Describer is an Image Captioning System that generates textual captions describing the images fed to it. It is trained using Flickr8k data. It uses pre-trained InceptionV3 which generates image embeddings and the GloVe's weight initialized Embedding layer which generates captions embeddings. Then, image embeddings after passing through a dense layer and captions embeddings after passing through LSTM, together go to Feed-forward network which outputs next word of input caption. Achieved BLEU-1 score of 0.79 on the test dataset while using Greedy search decoding method. The objective of this project is to take the first step towards developing a solution to help visually impaired people understand visual information around them.
Sanrakshan: Animal Deterrent Device

Tech: Electronics Design and Integrations, Microcontroller Programming, Power Management, Mechanical Design

Farmers of Uttarakhand face the problem of crop destruction by wild animals.

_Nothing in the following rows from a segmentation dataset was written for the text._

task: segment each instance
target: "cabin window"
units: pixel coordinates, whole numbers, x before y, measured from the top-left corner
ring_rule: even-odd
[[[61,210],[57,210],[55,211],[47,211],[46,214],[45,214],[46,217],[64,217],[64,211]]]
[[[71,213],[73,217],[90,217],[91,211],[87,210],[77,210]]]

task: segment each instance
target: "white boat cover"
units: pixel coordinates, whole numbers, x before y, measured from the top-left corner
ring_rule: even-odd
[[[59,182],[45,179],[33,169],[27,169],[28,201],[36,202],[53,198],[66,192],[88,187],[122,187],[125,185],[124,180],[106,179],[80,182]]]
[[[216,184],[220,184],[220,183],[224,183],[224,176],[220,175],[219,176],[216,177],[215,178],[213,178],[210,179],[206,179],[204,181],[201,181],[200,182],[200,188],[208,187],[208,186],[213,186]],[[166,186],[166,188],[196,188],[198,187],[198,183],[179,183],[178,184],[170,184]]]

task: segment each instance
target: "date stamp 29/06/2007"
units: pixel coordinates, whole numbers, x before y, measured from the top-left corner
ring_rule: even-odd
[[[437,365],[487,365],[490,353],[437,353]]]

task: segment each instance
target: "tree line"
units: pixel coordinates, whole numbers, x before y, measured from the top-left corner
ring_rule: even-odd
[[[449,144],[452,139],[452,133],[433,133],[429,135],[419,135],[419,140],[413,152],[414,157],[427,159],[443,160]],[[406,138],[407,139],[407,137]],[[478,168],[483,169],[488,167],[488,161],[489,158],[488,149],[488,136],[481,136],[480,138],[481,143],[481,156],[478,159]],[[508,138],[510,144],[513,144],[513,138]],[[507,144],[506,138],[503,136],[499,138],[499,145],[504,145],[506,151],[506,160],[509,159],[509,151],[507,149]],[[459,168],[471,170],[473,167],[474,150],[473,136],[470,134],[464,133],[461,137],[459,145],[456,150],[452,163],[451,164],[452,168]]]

To tackle this issue Sanrakshan is developed. It's an animal deterrent device which prevents wild animals from destroying crops by use of "Laser-LDR Detection Technology". This solution works on the principle of using time-of-blocking of laser light reaching the LDR sensor to differentiate between humans and target animals. This work results from extensive involvement in the SIH'2020 competition with two other team members, Abhay Jaiswal and Maitreyi.